Nos poucos segundos que olhei para ela, pude perceber o quanto era mais assustadora que seu grito. A criatura era uma caveira em chamas que flutuava a uma altura de três palmos acima do chão, era extremamente rápida e vinha em minha direção. Minha reação foi instantânea, mesmo sem entender direito o que estava ocorrendo, comecei a correr caverna adentro o mais rápido que pude, o caminho ficava cada vez mais estreito, no final havia uma pequena passagem na parede, levando para um corredor.

— DROOOOOOOOOOOMMMMMMMMM

Passei com velocidade e segui correndo por esse. As paredes aqui eram feitas de pedras muito altas, não era possível ver o teto. O corredor estava cheio de água vermelha, o medo de cair era imenso. Avistei algo acima semelhante a uma cabeça presa na parede, em seguida outra cabeça, com metade do tórax para fora, parecia ser de humanos, mas não tinha tempo para analisar, a criatura em chamas estava se aproximando.

— DROOOOOOOOOOOMMMMMMMMM

O corredor era imenso, parecia que eu estava correndo na costa de Jormungand. É incrível como a adrenalina estava me permitindo chegar tão longe, em dias comuns não correria metade de toda aquela distância. Depois de muitos corpos pela parede e gritos assustados, finalmente avistei o final do corredor. Terminava em uma queda livre, não tinha certeza se queria mergulhar na escuridão, mas a criatura atrás de mim não me dava outra escolha.

Fechei meus olhos e pulei, passando alguns segundos no ar antes de cair em um rio de águas vermelhas. A altura de onde pulei fez com que eu descesse alguns metros abaixo da superfície. Segurei a lanterna enquanto nadava desesperadamente, eu já estava ficando sem ar quando consegui chegar à superfície.
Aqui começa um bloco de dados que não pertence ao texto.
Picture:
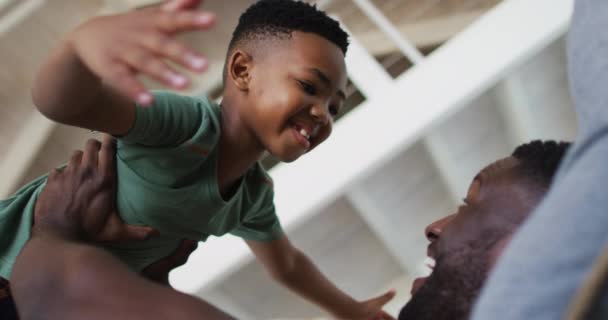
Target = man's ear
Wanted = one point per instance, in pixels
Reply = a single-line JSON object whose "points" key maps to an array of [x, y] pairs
{"points": [[240, 65]]}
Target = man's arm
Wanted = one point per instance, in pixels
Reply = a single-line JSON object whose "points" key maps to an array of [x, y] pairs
{"points": [[548, 259], [293, 269], [59, 279], [90, 80], [58, 276]]}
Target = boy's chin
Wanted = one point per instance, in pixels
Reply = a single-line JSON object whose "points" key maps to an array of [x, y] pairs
{"points": [[287, 157]]}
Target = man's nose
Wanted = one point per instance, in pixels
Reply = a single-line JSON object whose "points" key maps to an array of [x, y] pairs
{"points": [[434, 230]]}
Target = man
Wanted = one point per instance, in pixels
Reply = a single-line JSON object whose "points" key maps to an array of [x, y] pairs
{"points": [[58, 275], [466, 244], [547, 261]]}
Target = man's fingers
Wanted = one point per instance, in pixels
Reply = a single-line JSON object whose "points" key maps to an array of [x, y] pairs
{"points": [[107, 157], [76, 158], [91, 152], [166, 46], [175, 5], [386, 316], [122, 78], [154, 67], [137, 233], [184, 21], [180, 256]]}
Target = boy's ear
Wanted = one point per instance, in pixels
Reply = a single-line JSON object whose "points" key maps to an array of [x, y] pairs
{"points": [[239, 69]]}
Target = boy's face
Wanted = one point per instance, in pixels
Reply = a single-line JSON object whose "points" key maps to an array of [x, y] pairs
{"points": [[296, 88]]}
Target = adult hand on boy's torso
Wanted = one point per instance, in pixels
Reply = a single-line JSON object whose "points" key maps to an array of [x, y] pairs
{"points": [[118, 47], [79, 200]]}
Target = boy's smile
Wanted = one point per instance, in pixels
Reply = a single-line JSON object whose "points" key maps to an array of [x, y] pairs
{"points": [[295, 88]]}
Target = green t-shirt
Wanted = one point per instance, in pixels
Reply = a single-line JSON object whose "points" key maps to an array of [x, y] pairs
{"points": [[167, 179]]}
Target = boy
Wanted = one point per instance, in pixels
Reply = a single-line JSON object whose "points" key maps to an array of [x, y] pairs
{"points": [[186, 166]]}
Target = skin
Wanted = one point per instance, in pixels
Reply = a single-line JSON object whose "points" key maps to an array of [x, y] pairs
{"points": [[60, 275], [466, 244], [89, 81]]}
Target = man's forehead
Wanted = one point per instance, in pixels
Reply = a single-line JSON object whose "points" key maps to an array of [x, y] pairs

Mas a correnteza me levava, nadei sempre à esquerda até consegui segurar em uma pedra, onde subi e fiquei tentando recuperar o fôlego.
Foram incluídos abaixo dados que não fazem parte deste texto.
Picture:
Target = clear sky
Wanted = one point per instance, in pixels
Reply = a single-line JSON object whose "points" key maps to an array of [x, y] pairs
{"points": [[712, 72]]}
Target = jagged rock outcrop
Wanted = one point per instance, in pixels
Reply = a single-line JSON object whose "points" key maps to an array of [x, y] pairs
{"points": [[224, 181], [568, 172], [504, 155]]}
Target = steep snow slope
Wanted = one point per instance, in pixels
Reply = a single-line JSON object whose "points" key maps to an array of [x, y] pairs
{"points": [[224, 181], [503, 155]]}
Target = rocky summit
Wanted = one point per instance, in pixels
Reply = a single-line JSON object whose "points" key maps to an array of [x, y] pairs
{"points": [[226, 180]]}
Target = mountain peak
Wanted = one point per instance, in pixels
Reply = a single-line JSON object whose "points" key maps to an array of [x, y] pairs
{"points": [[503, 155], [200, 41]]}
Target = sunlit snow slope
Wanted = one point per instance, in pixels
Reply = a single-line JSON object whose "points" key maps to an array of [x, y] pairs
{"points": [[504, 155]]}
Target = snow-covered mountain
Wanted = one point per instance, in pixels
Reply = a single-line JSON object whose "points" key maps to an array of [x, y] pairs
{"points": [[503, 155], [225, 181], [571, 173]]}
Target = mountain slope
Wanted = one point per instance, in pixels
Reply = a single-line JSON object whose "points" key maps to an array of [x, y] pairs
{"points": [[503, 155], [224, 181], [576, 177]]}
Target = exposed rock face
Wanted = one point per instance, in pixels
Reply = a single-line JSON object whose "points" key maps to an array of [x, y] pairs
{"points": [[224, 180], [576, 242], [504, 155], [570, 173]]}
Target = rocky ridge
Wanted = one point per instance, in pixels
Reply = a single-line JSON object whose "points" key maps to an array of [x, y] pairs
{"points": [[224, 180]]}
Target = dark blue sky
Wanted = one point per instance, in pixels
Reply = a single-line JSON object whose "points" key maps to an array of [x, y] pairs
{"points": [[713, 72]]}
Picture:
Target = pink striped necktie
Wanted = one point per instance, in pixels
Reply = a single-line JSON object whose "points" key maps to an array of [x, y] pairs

Escutei um coração batendo, e, a princípio, pensei que seria o meu, mas o barulho era muito alto. Com a lanterna olhei o ambiente ao redor, eu estava outra vez em uma caverna. O rio que corria a minha frente descia em uma passagem subterrânea entre as rochas, parecia ser uma espécie de lençol freático, mais alguns segundos na correnteza e eu estaria preso naquelas pedras.
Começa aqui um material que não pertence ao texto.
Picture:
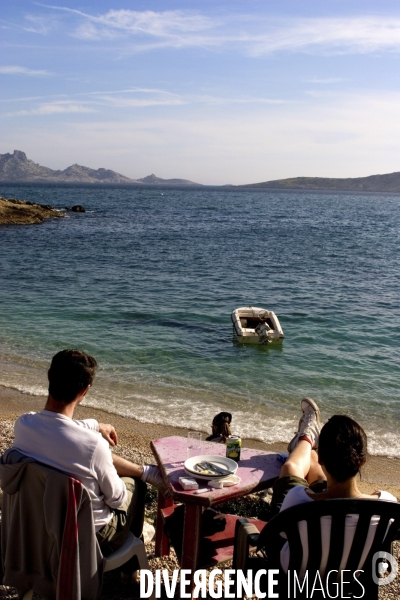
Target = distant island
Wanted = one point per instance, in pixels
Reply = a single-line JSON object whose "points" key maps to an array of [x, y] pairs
{"points": [[17, 168], [372, 183]]}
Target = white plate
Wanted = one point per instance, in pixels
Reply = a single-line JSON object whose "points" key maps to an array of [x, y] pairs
{"points": [[221, 461]]}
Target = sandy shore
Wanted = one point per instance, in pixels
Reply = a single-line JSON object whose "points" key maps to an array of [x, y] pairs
{"points": [[134, 439], [134, 444]]}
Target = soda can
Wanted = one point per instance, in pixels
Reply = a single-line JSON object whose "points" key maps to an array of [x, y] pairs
{"points": [[233, 447]]}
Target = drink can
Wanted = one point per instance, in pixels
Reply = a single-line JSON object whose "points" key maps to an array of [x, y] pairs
{"points": [[233, 447]]}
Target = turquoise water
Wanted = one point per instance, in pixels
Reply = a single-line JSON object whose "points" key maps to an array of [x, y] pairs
{"points": [[147, 279]]}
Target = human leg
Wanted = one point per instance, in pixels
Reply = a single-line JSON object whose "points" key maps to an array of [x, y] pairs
{"points": [[129, 517], [302, 465]]}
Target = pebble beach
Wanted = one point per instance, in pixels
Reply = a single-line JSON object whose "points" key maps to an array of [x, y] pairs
{"points": [[134, 444]]}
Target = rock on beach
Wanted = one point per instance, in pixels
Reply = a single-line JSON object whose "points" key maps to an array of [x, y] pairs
{"points": [[21, 212]]}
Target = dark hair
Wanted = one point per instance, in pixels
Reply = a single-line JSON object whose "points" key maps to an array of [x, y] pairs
{"points": [[342, 447], [222, 421], [71, 371]]}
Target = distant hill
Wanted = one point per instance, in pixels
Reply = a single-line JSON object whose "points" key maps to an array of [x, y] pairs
{"points": [[17, 168], [373, 183], [152, 179]]}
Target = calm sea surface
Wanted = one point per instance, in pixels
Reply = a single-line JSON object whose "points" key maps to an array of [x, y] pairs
{"points": [[147, 279]]}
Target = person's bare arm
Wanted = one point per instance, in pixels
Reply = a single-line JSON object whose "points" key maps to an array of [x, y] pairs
{"points": [[125, 468], [109, 434]]}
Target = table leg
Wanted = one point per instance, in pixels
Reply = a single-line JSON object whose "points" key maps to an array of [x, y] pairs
{"points": [[162, 542], [191, 536]]}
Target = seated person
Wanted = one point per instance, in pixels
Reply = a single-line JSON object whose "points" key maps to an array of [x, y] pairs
{"points": [[331, 472], [220, 428], [81, 449]]}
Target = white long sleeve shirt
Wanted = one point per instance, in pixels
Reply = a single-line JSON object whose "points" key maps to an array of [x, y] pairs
{"points": [[78, 449]]}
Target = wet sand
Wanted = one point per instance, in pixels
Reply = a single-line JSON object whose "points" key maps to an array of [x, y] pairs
{"points": [[134, 438]]}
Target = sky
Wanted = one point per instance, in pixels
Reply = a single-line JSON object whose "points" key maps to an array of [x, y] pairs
{"points": [[217, 92]]}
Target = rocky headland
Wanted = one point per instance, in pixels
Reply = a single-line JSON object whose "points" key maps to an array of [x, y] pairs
{"points": [[21, 212]]}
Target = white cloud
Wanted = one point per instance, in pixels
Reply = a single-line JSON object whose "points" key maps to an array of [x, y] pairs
{"points": [[332, 36], [52, 108], [349, 135], [326, 80], [256, 36], [16, 70]]}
O barulho das batidas ainda permanecia, competiam com o forte som da correnteza da água. Me levantei e fui seguindo a margem do rio. O som ficava cada vez mais forte e, mais a adiante, avistei algo que se mexia próximo as paredes. Passei alguns segundos tentando entender o que estava bem diante dos meus olhos, era inacreditável, um coração vermelho pulsante que parecia ter sido retirado de algum gigante. Aquele órgão muscular era três vezes o meu tamanho, batia de forma rítmica como se ainda estivesse bombeando sangue, era hipnoticamente aterrorizante. Mais à frente pude avistar outro, dessa vez um pouco menor. Fui seguindo adiante e, a cada passo, era possível encontrar mais corações pulsantes, alguns nas paredes e outros no teto. Aquele lugar parecia ter saído de um filme de terror, nada daquilo fazia sentido. O sonho que estava tendo era de uma natureza muito bizarra.

Continuei minha jornada em meio aqueles corações. O caminho estava ficando estreito, restava apenas uma pequena brecha na parede. Tive que me agachar para conseguir atravessar. O local era muito úmido assim como tudo, mas eu estava conseguindo passar sem muitas dificuldades. Essa passagem me levou a uma área maior na qual eu pude me levantar e andar em pé novamente. Dessa vez não havia mais corações, só o barulho de algumas gotas d'água caindo do teto. Olhei mais adiante e avistei uma luz familiar, um portal vermelho. Se eu tivesse sorte, iria passar por ele e acordar daquele mundo horrível.